It is now over three months since South Africa’s national lockdown was announced. Even as restrictions begin to ease, we all continue to adjust to the abrupt changes to our lifestyles: to the ways in which we live and work. These changes inevitably imply that many of us have been forced to reflect anew on our values: on what we value, and on whether the ways in which we ordinarily live align with those values. For some, the usual nagging conflict between our personal and professional responsibilities is thrown into sharp relief as the line between our home and work lives has been all but obliterated. We have all felt the absence of those things that we value but often take for granted: face-to-face interaction with our friends and families; time spent in the natural environment; solitude.

Questions about what we value, and which values we ought to adhere to and promote, do not, of course, only arise at the personal level, but also at the societal level, as we grapple with how to respond to the threat posed by Covid-19. It is common for governments the world over, including in South Africa, to defend their lockdown strategies by emphasizing that they are “following the science”. It is of course essential that the most up-to-date scientific evidence informs decision making, but this evidence can only inform, and does not obviously determine our choice of strategy. Science can give us information about the projected consequences of particular strategies, but does not tell us which set of consequences we ought to prefer or pursue. Here we are necessarily dealing with trade-offs. Choices have to be made, and these choices necessarily involve balancing respect for individual liberties against the need to promote and protect public health. While recognizing that it is essential that we take drastic measures to limit the spread of the virus, we ought to be concerned about reports of heavy handedness by the security forces and deaths in police custody during hard lockdown, as well as the strangely puritanical approach to easing lockdown taken by our government, which has seemed at times to conflict with well-established principles of public health emphasizing proportionality and favouring the least restrictive means. Ultimately, we must also balance the goal of preserving life at all costs (saving the greatest number of lives) against the significant, long-term economic damage which will be inflicted by an extended lockdown, with the associated impact upon human lives and wellbeing (and perhaps at a greater cost of life years). Determining where this balance lies is particularly important in South Africa, given our high rates of unemployment and the precarious state of our economy pre-lockdown.

It is also worth noting that, despite the commonly cited phrase that “we are all in this together”, we are not all equally affected, clinically or socio-economically, by this pandemic. While we are all at risk of contracting Covid-19, and none of us are invulnerable to its worst effects, it is also the case that the risk of serious illness and death is far greater for those of who are older, or those with co-morbidities. In South Africa, while our population is relatively young, our high rates of diseases like TB, HIV and diabetes are therefore concerning. We are also not equally affected by the socio-economic costs of lockdown, and those who are already economically vulnerable will inevitably suffer the most, as is already being borne out.

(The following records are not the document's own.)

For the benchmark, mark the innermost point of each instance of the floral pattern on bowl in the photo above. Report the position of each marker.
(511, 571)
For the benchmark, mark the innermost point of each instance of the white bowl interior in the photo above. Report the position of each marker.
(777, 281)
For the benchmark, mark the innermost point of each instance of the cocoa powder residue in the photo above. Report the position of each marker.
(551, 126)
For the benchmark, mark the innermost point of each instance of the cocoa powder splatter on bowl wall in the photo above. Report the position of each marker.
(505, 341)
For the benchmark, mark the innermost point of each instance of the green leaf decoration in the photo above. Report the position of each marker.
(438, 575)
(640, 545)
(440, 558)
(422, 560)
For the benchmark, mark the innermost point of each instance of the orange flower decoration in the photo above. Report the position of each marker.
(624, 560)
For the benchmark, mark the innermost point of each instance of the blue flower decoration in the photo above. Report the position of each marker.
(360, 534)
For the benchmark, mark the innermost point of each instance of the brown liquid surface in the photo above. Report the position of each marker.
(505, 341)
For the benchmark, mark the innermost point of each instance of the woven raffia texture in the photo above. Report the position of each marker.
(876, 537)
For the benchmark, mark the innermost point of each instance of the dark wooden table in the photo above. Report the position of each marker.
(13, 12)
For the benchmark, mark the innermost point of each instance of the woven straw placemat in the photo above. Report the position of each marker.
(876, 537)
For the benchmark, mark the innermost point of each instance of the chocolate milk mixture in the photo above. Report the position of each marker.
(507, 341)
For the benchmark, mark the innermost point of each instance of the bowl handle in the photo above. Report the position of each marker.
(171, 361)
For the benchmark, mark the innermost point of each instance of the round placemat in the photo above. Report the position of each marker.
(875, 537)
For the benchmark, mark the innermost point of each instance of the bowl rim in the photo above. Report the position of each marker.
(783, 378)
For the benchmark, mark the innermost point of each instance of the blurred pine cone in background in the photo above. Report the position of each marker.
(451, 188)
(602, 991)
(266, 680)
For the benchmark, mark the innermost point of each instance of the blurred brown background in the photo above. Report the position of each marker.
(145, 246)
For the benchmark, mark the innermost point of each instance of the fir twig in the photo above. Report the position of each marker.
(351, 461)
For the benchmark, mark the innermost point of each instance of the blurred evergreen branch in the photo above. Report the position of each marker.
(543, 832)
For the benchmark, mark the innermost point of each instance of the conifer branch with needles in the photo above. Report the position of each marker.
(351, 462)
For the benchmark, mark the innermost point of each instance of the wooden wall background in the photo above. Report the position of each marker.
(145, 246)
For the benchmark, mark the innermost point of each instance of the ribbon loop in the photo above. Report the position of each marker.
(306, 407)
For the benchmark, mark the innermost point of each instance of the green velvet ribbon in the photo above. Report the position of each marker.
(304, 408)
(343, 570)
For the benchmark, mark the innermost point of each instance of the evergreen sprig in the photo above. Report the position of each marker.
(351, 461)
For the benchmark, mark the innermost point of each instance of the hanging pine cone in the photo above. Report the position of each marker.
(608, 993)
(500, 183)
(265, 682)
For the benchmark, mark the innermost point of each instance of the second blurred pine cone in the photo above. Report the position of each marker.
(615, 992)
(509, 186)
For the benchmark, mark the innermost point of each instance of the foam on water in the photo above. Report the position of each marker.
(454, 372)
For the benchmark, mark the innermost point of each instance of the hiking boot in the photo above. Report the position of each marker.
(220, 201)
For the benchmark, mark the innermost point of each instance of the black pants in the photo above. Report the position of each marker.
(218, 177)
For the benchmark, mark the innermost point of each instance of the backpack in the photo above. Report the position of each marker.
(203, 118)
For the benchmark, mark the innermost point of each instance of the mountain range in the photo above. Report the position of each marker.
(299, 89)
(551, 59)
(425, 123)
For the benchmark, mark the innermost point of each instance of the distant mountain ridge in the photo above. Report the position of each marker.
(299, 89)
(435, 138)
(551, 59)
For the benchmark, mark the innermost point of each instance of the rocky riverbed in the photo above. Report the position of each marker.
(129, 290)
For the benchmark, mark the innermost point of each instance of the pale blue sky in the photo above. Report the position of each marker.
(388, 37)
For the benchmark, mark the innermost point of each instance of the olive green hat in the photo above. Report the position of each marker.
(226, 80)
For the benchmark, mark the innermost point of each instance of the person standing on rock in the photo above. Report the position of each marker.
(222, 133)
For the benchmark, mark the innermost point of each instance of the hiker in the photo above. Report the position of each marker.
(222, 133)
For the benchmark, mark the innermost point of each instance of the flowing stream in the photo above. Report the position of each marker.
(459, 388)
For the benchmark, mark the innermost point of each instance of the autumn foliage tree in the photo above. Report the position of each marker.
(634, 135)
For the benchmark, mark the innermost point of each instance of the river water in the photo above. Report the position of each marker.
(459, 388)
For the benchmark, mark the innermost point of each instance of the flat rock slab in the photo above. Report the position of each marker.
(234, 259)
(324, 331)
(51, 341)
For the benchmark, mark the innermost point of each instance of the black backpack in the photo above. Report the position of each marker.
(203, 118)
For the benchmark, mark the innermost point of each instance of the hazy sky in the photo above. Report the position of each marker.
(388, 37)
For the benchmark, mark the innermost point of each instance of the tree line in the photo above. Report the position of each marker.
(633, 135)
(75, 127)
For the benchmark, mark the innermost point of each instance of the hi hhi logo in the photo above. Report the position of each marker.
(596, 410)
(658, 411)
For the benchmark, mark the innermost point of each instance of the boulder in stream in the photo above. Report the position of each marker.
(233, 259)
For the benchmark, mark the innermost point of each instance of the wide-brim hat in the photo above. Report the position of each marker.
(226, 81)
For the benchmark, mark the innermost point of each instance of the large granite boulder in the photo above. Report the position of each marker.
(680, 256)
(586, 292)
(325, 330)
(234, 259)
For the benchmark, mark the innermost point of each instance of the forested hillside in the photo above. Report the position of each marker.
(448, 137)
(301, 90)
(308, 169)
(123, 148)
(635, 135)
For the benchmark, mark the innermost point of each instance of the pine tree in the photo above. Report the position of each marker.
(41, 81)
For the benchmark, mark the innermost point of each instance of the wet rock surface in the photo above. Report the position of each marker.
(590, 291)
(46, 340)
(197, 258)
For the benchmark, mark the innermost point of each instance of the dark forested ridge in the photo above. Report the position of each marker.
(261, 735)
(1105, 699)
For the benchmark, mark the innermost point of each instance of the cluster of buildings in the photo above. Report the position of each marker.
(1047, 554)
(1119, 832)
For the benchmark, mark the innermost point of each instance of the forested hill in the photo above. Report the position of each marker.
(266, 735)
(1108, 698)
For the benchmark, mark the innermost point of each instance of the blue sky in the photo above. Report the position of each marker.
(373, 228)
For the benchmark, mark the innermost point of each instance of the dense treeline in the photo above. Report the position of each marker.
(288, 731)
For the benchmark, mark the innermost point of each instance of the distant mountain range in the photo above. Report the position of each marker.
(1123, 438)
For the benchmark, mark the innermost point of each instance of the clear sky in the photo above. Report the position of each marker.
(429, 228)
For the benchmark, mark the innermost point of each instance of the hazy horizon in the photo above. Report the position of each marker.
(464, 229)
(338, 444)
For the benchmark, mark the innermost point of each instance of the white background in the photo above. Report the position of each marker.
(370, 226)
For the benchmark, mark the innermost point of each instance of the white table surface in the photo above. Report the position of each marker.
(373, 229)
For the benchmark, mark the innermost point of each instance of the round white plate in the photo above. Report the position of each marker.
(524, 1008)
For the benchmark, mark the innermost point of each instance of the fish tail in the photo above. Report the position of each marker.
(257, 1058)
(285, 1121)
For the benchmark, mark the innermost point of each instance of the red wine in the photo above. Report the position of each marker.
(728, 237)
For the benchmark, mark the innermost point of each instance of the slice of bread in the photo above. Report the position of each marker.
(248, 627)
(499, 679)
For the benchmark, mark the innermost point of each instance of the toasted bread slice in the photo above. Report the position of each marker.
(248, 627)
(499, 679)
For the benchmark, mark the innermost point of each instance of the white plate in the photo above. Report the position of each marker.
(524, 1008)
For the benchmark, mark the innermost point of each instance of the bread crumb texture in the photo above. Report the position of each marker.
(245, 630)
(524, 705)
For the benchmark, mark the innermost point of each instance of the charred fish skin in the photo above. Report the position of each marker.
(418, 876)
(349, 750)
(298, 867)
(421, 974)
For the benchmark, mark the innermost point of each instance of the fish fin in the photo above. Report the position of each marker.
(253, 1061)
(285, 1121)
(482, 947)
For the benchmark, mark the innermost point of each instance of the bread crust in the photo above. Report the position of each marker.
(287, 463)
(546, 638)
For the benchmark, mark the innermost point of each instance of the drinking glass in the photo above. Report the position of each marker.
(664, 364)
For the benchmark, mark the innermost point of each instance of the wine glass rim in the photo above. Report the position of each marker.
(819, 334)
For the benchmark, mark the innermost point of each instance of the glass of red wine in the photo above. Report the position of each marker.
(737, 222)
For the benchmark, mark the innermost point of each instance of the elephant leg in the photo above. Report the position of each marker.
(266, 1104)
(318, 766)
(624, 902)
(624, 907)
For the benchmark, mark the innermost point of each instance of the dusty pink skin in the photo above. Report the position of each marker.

Perhaps, therefore, the value that ought to guide us as we slowly emerge from lockdown, and as the locus of our efforts to curb the virus shifts from legal enforcement to voluntariness, is solidarity, understood as a recognition of and identification with others based on our nature as social beings (Dawson & Jennings 2012: 76), and an associated willingness to carry the costs of inconvenience and upheaval for the good of those who face far greater risks.

Dawson, A. & Jennings, B.  2012. The Place of Solidarity in Public Health Ethics. Public Health Reviews, 34 (1): 65-79.